123 million Records Breached in Cyberattack on Sports Retailer Decathlon

Sports retailer Decathlon, which has outlets in 49 countries globally, has reported a data breach that impacted 123 million records which incorporated unencrypted passwords.

The breach was first noticed by VPNmentor on 12 February, and they alerted Decathlon four days later.

Noam Rotem and Ran Locar at VPNmentor said in relation to the breach: “Sometimes the extent of a data breach and the owner of the data are obvious, and the issue quickly resolved. But rare are these times. Most often, we need days of investigation before we understand what’s at stake or who’s leaking the data,” wrote Rotem and Locar in a blog posting revealing the find, and explaining why it can take days between discovery and notification. Understanding a breach and its potential impact takes careful attention and time. We work hard to publish accurate and trustworthy reports, ensuring everybody who reads them understands their seriousness. Some affected parties deny the facts, disregarding our research or playing down its impact. So, we need to be thorough and make sure everything we find is correct and true.”

According to security expert the breached records included “a veritable treasure trove of employee data and more. It has everything that a malicious hacker would, in theory, need to use to take over accounts and gain access to private and even proprietary information”.
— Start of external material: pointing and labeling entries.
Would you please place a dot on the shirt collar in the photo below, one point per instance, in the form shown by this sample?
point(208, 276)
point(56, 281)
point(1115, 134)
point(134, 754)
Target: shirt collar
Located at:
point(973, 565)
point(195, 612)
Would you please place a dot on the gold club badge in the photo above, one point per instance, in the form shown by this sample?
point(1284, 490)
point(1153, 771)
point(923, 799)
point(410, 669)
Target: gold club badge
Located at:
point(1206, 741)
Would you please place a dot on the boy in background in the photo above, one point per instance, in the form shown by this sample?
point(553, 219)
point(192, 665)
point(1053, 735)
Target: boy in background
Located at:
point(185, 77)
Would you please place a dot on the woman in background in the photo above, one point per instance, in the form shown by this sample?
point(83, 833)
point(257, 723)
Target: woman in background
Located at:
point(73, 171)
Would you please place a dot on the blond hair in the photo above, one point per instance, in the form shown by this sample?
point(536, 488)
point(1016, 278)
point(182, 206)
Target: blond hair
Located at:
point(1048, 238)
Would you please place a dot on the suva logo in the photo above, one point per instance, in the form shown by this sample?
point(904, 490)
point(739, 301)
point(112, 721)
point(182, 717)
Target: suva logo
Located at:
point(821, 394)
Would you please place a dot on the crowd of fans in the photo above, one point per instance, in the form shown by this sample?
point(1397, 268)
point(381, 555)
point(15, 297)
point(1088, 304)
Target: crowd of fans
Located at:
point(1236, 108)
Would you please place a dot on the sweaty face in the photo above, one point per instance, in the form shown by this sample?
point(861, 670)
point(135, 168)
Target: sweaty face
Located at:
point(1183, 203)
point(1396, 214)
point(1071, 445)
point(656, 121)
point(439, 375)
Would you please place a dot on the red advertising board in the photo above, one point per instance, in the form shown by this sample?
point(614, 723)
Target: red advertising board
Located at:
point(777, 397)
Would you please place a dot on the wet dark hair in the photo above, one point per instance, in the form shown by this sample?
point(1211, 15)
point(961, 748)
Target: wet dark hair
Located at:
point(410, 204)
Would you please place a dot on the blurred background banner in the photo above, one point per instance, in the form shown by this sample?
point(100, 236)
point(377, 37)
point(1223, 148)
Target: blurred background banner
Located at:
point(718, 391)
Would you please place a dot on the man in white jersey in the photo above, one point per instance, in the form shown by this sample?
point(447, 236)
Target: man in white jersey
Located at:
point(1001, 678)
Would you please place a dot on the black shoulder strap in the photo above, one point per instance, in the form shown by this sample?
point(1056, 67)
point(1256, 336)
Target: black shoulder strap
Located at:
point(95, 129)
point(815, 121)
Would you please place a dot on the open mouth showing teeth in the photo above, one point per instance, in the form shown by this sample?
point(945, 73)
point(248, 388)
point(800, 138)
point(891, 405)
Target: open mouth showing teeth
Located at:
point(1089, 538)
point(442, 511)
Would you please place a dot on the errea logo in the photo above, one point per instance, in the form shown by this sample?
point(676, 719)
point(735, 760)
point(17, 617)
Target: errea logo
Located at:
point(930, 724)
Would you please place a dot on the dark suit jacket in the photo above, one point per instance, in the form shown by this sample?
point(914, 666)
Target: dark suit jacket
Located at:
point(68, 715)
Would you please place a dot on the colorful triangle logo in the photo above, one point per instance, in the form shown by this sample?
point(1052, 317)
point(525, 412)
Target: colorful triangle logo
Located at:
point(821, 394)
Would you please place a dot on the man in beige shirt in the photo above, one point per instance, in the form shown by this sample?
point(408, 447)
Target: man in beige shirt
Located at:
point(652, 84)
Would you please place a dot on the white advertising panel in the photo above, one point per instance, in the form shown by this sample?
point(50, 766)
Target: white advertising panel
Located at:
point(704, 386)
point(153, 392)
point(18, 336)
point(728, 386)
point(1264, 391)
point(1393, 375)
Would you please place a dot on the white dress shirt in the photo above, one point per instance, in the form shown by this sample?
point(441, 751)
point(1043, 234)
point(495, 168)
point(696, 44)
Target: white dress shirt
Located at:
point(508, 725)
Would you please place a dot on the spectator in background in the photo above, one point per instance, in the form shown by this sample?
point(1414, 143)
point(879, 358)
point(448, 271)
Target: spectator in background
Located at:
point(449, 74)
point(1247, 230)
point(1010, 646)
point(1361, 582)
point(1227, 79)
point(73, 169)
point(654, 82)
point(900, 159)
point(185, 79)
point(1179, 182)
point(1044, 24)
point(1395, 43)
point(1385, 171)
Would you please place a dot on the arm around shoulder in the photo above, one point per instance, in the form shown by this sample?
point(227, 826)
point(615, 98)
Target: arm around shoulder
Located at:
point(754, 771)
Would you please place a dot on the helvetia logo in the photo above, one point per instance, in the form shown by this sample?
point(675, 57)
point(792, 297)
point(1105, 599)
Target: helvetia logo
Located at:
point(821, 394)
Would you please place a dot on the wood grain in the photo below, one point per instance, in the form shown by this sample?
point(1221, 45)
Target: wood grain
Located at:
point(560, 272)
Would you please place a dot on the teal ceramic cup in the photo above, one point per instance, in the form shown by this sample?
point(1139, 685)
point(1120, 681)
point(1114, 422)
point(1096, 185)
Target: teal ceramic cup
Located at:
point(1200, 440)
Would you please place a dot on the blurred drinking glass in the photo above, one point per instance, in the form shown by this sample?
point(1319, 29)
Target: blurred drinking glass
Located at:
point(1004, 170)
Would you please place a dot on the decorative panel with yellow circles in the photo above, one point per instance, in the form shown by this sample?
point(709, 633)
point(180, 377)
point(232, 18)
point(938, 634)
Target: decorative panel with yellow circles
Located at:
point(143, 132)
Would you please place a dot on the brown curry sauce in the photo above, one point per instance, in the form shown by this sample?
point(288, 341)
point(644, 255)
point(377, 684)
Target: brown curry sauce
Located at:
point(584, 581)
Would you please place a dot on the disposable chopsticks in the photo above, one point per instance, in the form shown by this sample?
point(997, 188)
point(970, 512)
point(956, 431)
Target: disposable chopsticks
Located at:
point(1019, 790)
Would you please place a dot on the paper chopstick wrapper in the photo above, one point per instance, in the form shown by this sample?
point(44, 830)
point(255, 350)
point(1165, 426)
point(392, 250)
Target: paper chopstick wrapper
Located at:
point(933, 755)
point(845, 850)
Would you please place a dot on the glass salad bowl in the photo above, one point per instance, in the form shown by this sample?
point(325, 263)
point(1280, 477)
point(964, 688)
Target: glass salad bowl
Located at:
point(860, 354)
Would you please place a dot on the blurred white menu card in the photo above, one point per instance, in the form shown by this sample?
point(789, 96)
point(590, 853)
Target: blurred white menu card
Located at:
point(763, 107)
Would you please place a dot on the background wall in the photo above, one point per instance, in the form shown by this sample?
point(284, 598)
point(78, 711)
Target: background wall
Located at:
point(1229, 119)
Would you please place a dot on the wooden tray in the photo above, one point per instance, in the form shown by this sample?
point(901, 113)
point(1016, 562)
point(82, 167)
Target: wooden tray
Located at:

Along with unencrypted passwords, the data incorporated usernames, full addresses, social security numbers, dates of birth, email address, qualifications – pretty much everything that is needed for identity theft. They said: “Decathlon could have easily avoided this leak if they had taken some basic security measures to protect the database. These include, but are not limited to, secure your servers, implement proper access rules, never leave a system that doesn’t require authentication open to the internet.”

As the breach falls under the remit of the European Union’s General Data Protection Regulation (GDPR) the fine sanctioned could be as high as 4% of annual global revenue for 2018, which equates to $512 million.